Vice President of the Provincial Council of Guayas
- In office 1980–1984

Personal details
- Born: 5 December 1949 (age 76) Guayaquil
- Party: Alfarista Radical Front
- Spouse: Iván Castro Patiño
- Education: Catholic University of Guayaquil
- Occupation: Economist and politician

= Cecilia Calderón =

Ecuadorian politician (born 1949)

Cecilia Calderón Prieto (born 5 December 1949) is an Ecuadorian economist and former politician representing Guayas Province belonging to the Alfarista Radical Front (FRA).

==Early life==
Cecilia Calderón was born in Guayaquil on 5 December 1949, the daughter of Abdón Calderón Muñoz and Rosita Prieto. Even in her youth, Calderón leaned towards politics, actively volunteering for the presidential campaign of Andrés Córdova, the Liberal candidate for the 1968 Ecuadorian general election. She attended and graduated from the Catholic University of Guayaquil as an economist.

==Leadership of the FRA==
During the Ecuadorian general election of 1978–79, Calderón actively participated in the campaign of Abdón Calderón Muñoz, her father and head and founder of the FRA. Shortly after the first round of the election, Calderon Muñoz was murdered on the orders of the military dictatorship on 29 November 1978, leaving Calderón as leader of the party, making Calderon the first woman in Ecuador to assume leadership of a political party. Calderón fought for justice for her father, which was granted when President Jaime Roldós Aguilera declared former government minister Bolívar Jarrín Cahueñas guilty of the murder, marking the first time in Ecuador's history that a political crime had been sanctioned by a government of Ecuador.

In the provincial elections for Guayas Province of 1980, Calderón was elected the first female member of the Provincial Council and because of the high number of votes for her, she won the Vice President's seat in the Council. Calderón was then in 1986 elected to the National Congress of Ecuador, becoming the only woman to sit on that congress. She faced some discomfort on account of her gender, such as the lack of a female bathroom that led her to ask the President of the Congress for a key to a private bathroom. In the 1988 legislative election, Calderón was reelected to Congress, one of only two members representing the FRA. In 1991, she accrued much criticism for criticizing the high budget of the Ecuadorian Armed Forces.

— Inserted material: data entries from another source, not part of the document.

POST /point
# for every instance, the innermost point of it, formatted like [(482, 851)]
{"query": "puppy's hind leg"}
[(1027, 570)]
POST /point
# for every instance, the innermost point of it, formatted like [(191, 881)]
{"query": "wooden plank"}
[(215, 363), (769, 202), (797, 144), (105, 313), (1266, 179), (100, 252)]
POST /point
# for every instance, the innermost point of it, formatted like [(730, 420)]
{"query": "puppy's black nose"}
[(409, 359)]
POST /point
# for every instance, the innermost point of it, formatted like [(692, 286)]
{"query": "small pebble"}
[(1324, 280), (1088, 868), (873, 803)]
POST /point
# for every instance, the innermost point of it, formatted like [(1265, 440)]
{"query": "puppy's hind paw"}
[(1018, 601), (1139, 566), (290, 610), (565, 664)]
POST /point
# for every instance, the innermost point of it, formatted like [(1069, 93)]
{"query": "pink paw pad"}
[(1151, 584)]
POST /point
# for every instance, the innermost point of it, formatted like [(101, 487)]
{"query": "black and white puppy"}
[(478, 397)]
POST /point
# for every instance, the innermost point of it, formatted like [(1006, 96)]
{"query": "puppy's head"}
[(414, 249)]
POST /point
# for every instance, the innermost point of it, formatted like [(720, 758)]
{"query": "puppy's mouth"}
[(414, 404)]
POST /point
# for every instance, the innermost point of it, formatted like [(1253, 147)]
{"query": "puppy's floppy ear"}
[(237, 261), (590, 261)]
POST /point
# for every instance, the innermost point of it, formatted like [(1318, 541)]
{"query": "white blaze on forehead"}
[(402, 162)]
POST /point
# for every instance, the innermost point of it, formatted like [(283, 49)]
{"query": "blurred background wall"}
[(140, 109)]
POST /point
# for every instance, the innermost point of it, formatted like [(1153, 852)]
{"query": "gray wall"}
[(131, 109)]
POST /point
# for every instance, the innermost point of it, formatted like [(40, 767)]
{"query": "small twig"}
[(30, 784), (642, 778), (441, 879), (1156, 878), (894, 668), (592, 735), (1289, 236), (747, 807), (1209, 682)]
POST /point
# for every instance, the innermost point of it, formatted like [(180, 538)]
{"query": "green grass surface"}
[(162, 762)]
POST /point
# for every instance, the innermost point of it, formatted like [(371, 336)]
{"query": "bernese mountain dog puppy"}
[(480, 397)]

=== Later political career ===
In the 1998 Ecuadorian legislative election, Calderón was elected as a national deputy for the 1998–2003 term, representing the Democratic Left party. During the 2002 presidential election, she publicly endorsed former president and Democratic Left candidate Rodrigo Borja Cevallos.

Several years later, she unsuccessfully ran for a seat in the 2007 Constituent Assembly election as a candidate for the National Democratic Concertation party.

Calderón was also a candidate for Guayas prefect in the 2019 Ecuadorian local elections, representing the Juntos Podemos movement.